COSENZA «Un travaglio, giuro che è un travaglio». Stefania Covello percorre in lungo e in largo la sala del cinema San Nicola. Stringe mani, elargisce sorrisi ma in fondo sa che la strada per il Pd a Cosenza è tutt’altro che in discesa. Il sogno è sempre quello, si chiama Lucio Presta. La parlamentare non si sbilancia ma intanto manda in avanscoperta i suoi: Luigi Formoso, uno dei 17 firmatari che hanno determinato il defenestramento di Mario Occhiuto, ha già scelto e sarà in lista col manager dei vip amico di Matteo Renzi. Tra i dem, invece, sono ore di grandi trattative. L’assemblea provinciale, accompagnata da un carico di attese, si risolve in 50 minuti. Giusto il tempo di ascoltare le relazioni di Luigi Guglielmelli ed Ernesto Magorno. Finisce con l’approvazione all’unanimità (non senza polemiche, come quelle accese tra un militante che avrebbe voluto prendere la parola e Nicola Adamo) di un documento letto alla platea da Carlo Guccione in cui si decide di non decidere. C’è infatti il sì alle primarie il 6 marzo ma solo se entro il 20 febbraio non viene trovato un candidato capace di riscuotere il gradimento di tutta la coalizione. Ergo: se Morrone, Gentile e Mancini si mettono di traverso, per Paolini, Ambrogio e Rende addio sogni di gloria. La prima verifica, lunedì, quando i vertici del Pd incontreranno prima i rappresentanti dei partiti del centrosinistra classico e poi quelle forze politiche che hanno determinato il disarcionamento del sindaco forzista. L’obiettivo è quello di arrivare al varo di «un’alleanza civica» che metta dentro tutti. «Perché – spiega Guglielmelli – adesso che si è chiusa la pessima esperienza di Occhiuto, è il momento di aprire una nuova pagina per Cosenza».
(La “partecipatissima” votazione all’assemblea regionale del Pd a Cosenza)

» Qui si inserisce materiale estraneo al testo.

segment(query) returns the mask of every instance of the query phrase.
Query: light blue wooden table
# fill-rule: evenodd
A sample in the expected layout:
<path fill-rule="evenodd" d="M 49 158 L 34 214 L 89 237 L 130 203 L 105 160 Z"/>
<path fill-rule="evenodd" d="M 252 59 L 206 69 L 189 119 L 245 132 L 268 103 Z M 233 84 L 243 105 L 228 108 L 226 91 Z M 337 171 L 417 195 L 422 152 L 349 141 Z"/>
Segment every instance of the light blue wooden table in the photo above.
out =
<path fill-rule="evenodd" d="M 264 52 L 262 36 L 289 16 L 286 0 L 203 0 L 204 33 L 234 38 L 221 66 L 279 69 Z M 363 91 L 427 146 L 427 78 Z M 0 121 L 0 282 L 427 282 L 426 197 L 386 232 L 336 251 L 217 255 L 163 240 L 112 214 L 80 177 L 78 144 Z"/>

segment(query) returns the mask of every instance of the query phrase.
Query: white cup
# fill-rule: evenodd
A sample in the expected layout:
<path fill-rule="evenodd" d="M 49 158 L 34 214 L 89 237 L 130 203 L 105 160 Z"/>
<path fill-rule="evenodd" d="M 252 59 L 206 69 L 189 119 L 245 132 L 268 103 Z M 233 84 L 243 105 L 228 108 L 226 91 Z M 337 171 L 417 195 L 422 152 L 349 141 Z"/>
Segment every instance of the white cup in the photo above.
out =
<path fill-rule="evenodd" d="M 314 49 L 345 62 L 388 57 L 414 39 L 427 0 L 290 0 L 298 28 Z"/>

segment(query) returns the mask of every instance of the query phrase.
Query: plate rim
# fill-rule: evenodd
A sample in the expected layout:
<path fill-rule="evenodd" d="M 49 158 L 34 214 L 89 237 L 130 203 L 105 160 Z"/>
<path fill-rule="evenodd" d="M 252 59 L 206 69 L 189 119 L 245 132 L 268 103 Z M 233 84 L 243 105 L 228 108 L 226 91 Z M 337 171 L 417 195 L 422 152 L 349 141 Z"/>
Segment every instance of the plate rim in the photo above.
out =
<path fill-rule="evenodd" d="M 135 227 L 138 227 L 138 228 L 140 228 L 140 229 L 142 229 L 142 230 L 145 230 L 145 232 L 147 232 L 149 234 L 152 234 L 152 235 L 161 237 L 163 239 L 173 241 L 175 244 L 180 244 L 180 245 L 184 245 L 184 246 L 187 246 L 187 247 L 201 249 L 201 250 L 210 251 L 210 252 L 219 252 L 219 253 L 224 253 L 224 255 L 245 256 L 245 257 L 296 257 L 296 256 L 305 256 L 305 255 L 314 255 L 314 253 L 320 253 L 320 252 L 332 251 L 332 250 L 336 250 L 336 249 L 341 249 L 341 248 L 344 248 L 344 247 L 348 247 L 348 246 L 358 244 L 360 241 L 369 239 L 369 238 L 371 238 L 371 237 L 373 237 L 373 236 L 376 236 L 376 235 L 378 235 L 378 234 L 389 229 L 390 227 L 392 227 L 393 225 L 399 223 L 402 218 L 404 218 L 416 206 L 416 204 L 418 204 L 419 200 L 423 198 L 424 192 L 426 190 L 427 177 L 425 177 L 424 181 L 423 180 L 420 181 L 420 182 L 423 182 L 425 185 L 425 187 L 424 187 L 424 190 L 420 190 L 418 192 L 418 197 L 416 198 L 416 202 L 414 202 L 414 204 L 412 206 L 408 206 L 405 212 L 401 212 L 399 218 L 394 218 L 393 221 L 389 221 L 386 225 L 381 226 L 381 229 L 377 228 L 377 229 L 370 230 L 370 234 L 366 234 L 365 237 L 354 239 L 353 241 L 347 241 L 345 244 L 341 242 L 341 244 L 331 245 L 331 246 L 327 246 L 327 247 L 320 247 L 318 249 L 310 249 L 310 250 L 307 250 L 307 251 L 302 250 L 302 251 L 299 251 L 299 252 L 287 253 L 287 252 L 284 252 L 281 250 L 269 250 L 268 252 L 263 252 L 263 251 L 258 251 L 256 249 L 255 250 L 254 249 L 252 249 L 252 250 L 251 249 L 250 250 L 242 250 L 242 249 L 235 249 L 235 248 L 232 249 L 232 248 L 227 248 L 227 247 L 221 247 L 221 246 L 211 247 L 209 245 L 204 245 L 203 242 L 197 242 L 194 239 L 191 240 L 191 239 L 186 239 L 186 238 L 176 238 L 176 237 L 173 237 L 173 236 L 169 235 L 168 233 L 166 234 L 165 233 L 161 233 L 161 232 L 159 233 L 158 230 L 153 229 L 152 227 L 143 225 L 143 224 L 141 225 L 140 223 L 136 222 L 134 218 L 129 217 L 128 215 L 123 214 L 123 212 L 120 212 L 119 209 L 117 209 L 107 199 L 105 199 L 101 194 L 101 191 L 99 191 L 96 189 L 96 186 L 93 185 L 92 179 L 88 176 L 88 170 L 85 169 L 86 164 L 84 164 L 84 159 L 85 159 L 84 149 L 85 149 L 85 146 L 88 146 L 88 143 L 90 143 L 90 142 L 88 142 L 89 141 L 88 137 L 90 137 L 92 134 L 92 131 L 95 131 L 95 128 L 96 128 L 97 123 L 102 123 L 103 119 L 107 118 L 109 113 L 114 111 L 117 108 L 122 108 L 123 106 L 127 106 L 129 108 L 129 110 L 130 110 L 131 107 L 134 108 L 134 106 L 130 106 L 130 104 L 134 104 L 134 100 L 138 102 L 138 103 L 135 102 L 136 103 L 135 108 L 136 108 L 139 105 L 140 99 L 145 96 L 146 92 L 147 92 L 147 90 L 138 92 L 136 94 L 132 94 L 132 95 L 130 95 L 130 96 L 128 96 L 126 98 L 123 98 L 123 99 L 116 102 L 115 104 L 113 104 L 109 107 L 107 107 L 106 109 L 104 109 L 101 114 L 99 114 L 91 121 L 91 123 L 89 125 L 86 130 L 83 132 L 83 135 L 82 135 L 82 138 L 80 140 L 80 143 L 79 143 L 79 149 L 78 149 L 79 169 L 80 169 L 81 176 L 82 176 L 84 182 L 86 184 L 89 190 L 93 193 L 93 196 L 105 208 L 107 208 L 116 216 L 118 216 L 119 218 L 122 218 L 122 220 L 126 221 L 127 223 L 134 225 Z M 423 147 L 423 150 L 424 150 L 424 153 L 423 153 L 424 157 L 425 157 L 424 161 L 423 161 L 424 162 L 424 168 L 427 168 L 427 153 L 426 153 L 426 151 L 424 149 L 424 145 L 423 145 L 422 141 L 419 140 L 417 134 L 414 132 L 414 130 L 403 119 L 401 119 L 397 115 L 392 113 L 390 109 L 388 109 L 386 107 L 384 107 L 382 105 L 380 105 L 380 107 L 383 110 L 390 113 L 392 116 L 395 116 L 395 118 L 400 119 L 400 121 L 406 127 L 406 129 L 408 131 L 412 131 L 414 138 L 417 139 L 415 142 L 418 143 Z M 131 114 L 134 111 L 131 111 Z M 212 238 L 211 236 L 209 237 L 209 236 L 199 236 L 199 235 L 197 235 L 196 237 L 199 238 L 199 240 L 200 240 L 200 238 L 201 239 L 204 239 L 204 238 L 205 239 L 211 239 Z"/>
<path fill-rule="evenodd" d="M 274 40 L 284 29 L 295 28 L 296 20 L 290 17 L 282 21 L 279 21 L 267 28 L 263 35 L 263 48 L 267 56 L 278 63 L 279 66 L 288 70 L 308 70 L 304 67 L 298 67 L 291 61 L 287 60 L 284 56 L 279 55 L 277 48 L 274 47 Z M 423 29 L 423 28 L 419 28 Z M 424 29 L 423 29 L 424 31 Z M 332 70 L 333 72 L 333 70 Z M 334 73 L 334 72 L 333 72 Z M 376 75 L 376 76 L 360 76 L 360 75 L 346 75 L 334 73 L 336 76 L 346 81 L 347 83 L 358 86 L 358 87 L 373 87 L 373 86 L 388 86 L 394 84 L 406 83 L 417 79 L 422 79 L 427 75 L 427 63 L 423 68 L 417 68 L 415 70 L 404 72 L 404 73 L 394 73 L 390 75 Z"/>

La scelta di anestetizzare il confronto interno viene partorita sull’asse Magorno-Guccione-Adamo. E serve per evitare brutte sorprese in vista del rush finale. Dal Nazareno, infatti, sono arrivate indicazioni precise: lavorare fino all’ultimo istante per una soluzione unitaria che consenta di aggirare primarie, “pericolose” per la tenuta della coalizione e magari da ostacolo per l’allargamento dello schieramento.

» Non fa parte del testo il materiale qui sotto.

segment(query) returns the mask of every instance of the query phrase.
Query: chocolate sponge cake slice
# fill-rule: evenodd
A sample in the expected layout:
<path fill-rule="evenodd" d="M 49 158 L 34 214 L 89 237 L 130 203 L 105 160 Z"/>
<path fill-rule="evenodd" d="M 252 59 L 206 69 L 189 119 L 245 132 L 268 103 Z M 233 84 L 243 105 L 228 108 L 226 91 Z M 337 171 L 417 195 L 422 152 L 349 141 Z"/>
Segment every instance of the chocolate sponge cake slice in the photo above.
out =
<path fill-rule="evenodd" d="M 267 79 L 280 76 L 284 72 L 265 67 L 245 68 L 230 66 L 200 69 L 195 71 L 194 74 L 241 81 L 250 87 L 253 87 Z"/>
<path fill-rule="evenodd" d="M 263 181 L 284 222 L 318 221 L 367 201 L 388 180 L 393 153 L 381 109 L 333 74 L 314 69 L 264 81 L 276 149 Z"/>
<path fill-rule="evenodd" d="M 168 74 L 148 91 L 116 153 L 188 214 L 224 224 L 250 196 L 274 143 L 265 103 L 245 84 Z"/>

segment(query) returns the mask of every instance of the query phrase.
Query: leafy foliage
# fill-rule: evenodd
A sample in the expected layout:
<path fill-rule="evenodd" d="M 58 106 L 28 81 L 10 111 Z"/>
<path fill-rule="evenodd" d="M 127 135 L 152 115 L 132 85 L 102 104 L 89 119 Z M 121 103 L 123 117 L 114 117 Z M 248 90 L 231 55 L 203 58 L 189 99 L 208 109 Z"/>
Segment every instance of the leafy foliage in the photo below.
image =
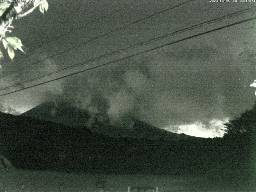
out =
<path fill-rule="evenodd" d="M 47 11 L 47 10 L 48 10 L 48 3 L 47 2 L 46 0 L 43 0 L 42 1 L 42 2 L 39 6 L 39 10 L 43 14 L 44 14 L 44 10 L 45 10 L 45 11 Z"/>
<path fill-rule="evenodd" d="M 256 104 L 252 109 L 242 113 L 225 124 L 224 136 L 254 138 L 256 136 Z"/>
<path fill-rule="evenodd" d="M 10 6 L 11 3 L 2 2 L 0 3 L 0 16 L 1 16 L 5 10 Z"/>
<path fill-rule="evenodd" d="M 14 50 L 17 49 L 21 51 L 24 52 L 22 46 L 23 45 L 21 42 L 21 40 L 16 37 L 7 37 L 6 33 L 8 32 L 11 32 L 10 30 L 9 30 L 9 28 L 13 28 L 10 26 L 13 18 L 18 18 L 19 15 L 23 15 L 22 16 L 26 15 L 30 13 L 34 10 L 39 6 L 40 11 L 43 14 L 44 12 L 46 12 L 48 10 L 48 4 L 46 0 L 37 0 L 34 1 L 33 3 L 30 1 L 28 1 L 27 2 L 19 3 L 23 3 L 23 6 L 20 7 L 22 8 L 22 10 L 20 12 L 16 13 L 14 15 L 12 18 L 9 18 L 8 22 L 4 24 L 2 24 L 2 26 L 0 26 L 0 41 L 2 41 L 3 45 L 5 49 L 7 49 L 8 54 L 11 58 L 12 60 L 15 56 Z M 10 2 L 2 2 L 0 3 L 0 16 L 2 15 L 4 12 L 6 10 L 11 4 Z M 2 57 L 3 54 L 0 50 L 0 59 Z"/>

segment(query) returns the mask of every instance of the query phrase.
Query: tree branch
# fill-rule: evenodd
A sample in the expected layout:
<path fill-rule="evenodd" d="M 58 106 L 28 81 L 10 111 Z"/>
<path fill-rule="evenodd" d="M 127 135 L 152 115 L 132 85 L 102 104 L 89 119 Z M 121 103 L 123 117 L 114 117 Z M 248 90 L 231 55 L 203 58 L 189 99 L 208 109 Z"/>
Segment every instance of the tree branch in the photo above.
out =
<path fill-rule="evenodd" d="M 27 14 L 29 14 L 30 13 L 32 13 L 33 12 L 33 11 L 34 11 L 37 7 L 38 7 L 39 5 L 41 4 L 42 2 L 42 1 L 40 1 L 37 4 L 36 4 L 35 6 L 33 6 L 32 8 L 31 8 L 28 11 L 26 11 L 26 12 L 24 13 L 22 13 L 22 14 L 20 14 L 17 16 L 17 18 L 19 19 L 20 18 L 21 18 L 22 17 L 26 16 Z"/>

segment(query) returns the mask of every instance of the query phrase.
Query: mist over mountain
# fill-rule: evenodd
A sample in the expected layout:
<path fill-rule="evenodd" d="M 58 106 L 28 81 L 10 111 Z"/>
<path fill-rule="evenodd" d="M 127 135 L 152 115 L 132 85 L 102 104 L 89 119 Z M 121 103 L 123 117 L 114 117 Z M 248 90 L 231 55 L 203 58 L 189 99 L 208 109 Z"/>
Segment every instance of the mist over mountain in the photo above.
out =
<path fill-rule="evenodd" d="M 52 121 L 68 126 L 84 126 L 94 132 L 114 137 L 130 137 L 153 140 L 176 140 L 195 137 L 178 134 L 152 126 L 134 118 L 126 123 L 112 125 L 104 114 L 93 114 L 68 102 L 47 102 L 20 115 L 42 120 Z M 118 121 L 122 121 L 122 117 Z"/>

Ambrogio e, soprattutto, Paolini (che al San Nicola non si è fatto proprio vedere) però non vogliono nemmeno sentirli certi discorsi e spingono avanti, convinti che alla fine il candidato verrà scelto dai militanti ai gazebo.
È una partita a scacchi, insomma. Che non impedisce a Magorno di assicurare che il Pd «è un partito unito e pulito». Mario Oliverio lo ascolta con attenzione ma non interviene. In sala più di uno mormora: «Come fa il presidente a negare il suo sostegno a Paolini dopo l’appoggio chiesto alle primarie contro Callipo?». È uno dei grandi dilemmi che alberga tra i dem cosentini. Guccione dispensa ottimismo: «Vedrete che alla fine ne usciremo anche stavolta».
Di certo c’è che il patto politico stipulato nell’estate 2014 tra Oliverio, Guccione e Paolini rischia di non essere rispettato. I primi due hanno raggiunto i loro obiettivi, il terzo rischia di rimanere (ancora un volta) con le pive nel sacco.